Une nouvelle taxe sur les transferts d’argent « via » les opérateurs de la téléphonie mobile, en vigueur depuis le début d’année, suscite la colère des consommateurs, de divers acteurs de la société civile et de certains politiques. Désormais, pour chaque opération d’envoi ou de retrait d’argent par le biais de ces opérateurs, l’usager doit payer une taxe de 0,2%. Cette taxe devrait permettre à l’État de faire des gains de 20 milliards de francs CFA en fin d’exercice.

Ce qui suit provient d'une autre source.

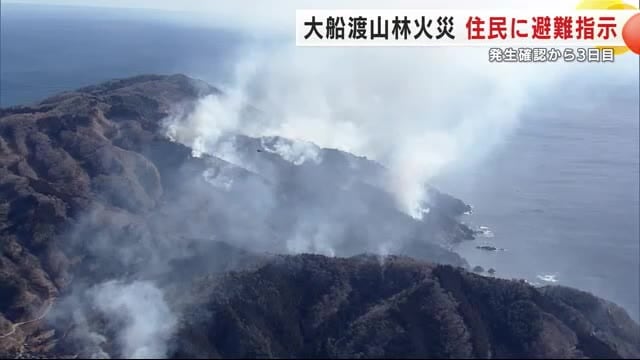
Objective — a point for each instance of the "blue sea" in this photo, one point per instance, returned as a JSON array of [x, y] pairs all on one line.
[[561, 195]]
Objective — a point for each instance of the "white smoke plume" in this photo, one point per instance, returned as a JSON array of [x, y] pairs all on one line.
[[146, 318], [419, 111]]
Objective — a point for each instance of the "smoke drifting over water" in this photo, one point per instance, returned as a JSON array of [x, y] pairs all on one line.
[[418, 111]]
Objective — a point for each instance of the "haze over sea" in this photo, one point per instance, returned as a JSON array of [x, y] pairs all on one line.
[[561, 195]]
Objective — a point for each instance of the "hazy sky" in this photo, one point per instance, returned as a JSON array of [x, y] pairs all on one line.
[[279, 14]]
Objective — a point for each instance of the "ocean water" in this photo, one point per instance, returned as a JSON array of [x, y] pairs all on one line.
[[561, 195]]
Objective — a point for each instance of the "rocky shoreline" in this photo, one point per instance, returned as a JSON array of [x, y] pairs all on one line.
[[92, 191]]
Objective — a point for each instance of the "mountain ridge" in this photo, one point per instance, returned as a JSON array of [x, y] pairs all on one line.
[[92, 191]]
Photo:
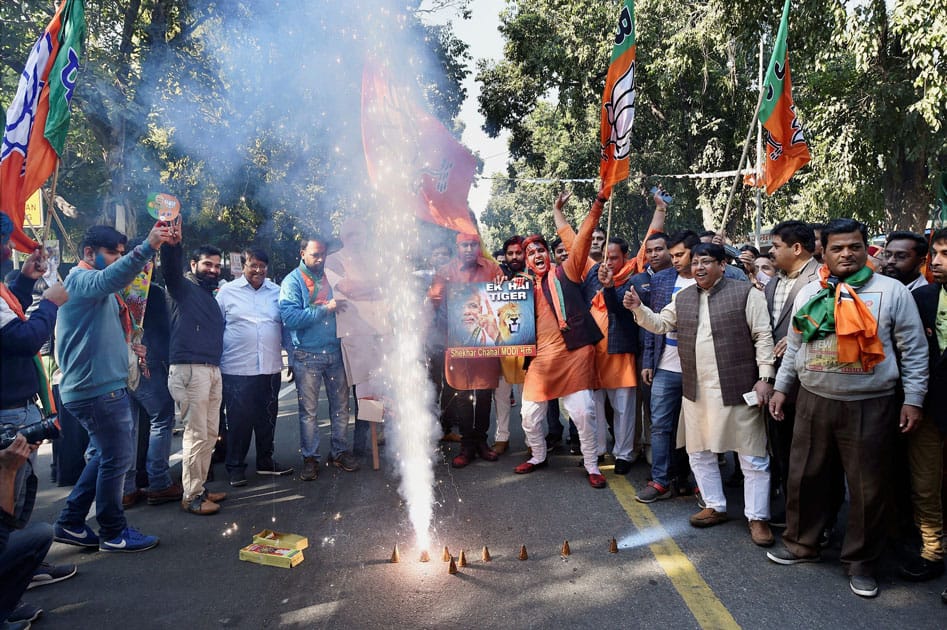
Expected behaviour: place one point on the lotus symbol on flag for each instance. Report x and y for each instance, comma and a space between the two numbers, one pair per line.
620, 110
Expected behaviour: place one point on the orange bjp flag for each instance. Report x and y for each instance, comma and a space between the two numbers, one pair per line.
618, 101
411, 155
786, 148
38, 118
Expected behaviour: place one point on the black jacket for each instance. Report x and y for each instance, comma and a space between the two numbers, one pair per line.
197, 326
935, 404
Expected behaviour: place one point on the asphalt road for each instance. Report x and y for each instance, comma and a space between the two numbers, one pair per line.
665, 574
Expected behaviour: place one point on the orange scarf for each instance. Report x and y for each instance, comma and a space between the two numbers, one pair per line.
123, 313
630, 267
45, 392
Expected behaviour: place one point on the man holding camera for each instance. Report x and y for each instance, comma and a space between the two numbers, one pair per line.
22, 552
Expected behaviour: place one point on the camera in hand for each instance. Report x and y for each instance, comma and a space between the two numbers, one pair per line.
45, 429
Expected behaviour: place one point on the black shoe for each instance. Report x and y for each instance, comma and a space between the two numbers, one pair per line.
237, 478
921, 569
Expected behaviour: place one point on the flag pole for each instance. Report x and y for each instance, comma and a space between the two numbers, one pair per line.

C’est l’une des principales voix à être montée à l’offensive contre cette fameuse taxe, celle du professeur Pierre Alaka Alaka, fiscaliste et enseignant à l’université de Douala : « Sur le plan des politiques fiscales, et économiquement, socialement et psychologiquement, elle est mauvaise dans la mesure où non seulement, elle touche les couches sociales les plus pauvres, mais également elle fait une entorse à la mobilité financière dans un pays où les moyens de déplacement ne sont pas évident. »
Un gain de vingt milliards de francs CFA projeté
Si l’État, qui est en quête de nouvelles recettes, projette un gain de 20 milliards de francs CFA au terme de cet exercice budgétaire, Pierre Alaka Alaka estime que d’autres niches auraient pu permettre de satisfaire cet objectif : « Notamment au niveau de la bonne analyse des prix de transfert, c’est-à-dire ces transferts illégaux de bénéfices qui asphyxient le continent africain et le Cameroun en particulier. Et là, on aurait pu glaner non pas 20 milliards mais peut-être 5 000 milliards chaque année au moins. »
Quelle utilisation pour ces fonds ?
L’autre problème qui est pointé du doigt, c’est l’utilisation de ces fonds : toujours plus d’impôts, pourquoi pas, mais pour quel usage, s’interroge notre interlocuteur : « On a vu la gestion calamiteuse avec la construction des stades pour la CAN. Mais on attend de voir si ça va rester impuni. Parce que si ça reste impuni, on demande aux pauvres de continuer toujours à contribuer ». Malgré les protestations, la taxe est bel et bien rentrée en vigueur depuis le 1er janvier 2022.
Alors qu’au Cameroun la taxe de 0,2% introduite au 1er janvier sur toutes les transactions financières électroniques soulève le tollé des consommateurs, de nombreux pays africains profitent déjà de l’engouement des population envers le « Mobile Money » pour renflouer leurs caisses. Et ce après avoir levé ou allégé les taxes en 2020 à cause de la pandémie de Covid 19.
Début 2020, une vingtaine de pays africains allégeaient les taxes sur le Mobile Money et les transferts d’argent afin d’aider les populations à affronter les effets de la pandémie de Covid-19. Mais dix-huit mois plus tard, les taxes font leur grand retour. Si les consommateurs camerounais s’insurgent contre une imposition de 0,2% sur les transaction financières électroniques, avant eux, les Ghanéens et les Tanzaniens ont affronté le même problème. Au Ghana, l’État souhaite ponctionner 1,75% du montant des transferts électroniques supérieur à 100 cedis, soit quinze euros. La mesure qui doit être examinée par les députés le 18 janvier a déjà provoqué une grève des agents de Mobile Money et un pugilat à l’Assemblée.
En Tanzanie, les autorités ont d’ores et déjà partiellement reculé sur une mesure similaire face au tollé de la population. D’une façon générale, les régulateurs et Banques centrales plaident pour des mesures équilibrées afin de ne pas enrayer le développement du Mobile Money. Ce secteur en plein essor permet en effet l’inclusion financière à grande échelle. Mais les États, confrontés à des besoins financiers croissants oublient parfois cette notion d’équilibre. Ainsi au Cameroun les consommateurs sont surtout en colère contre le fait qu’une même transaction sera taxée deux fois, pour l’émetteur et pour le destinataire.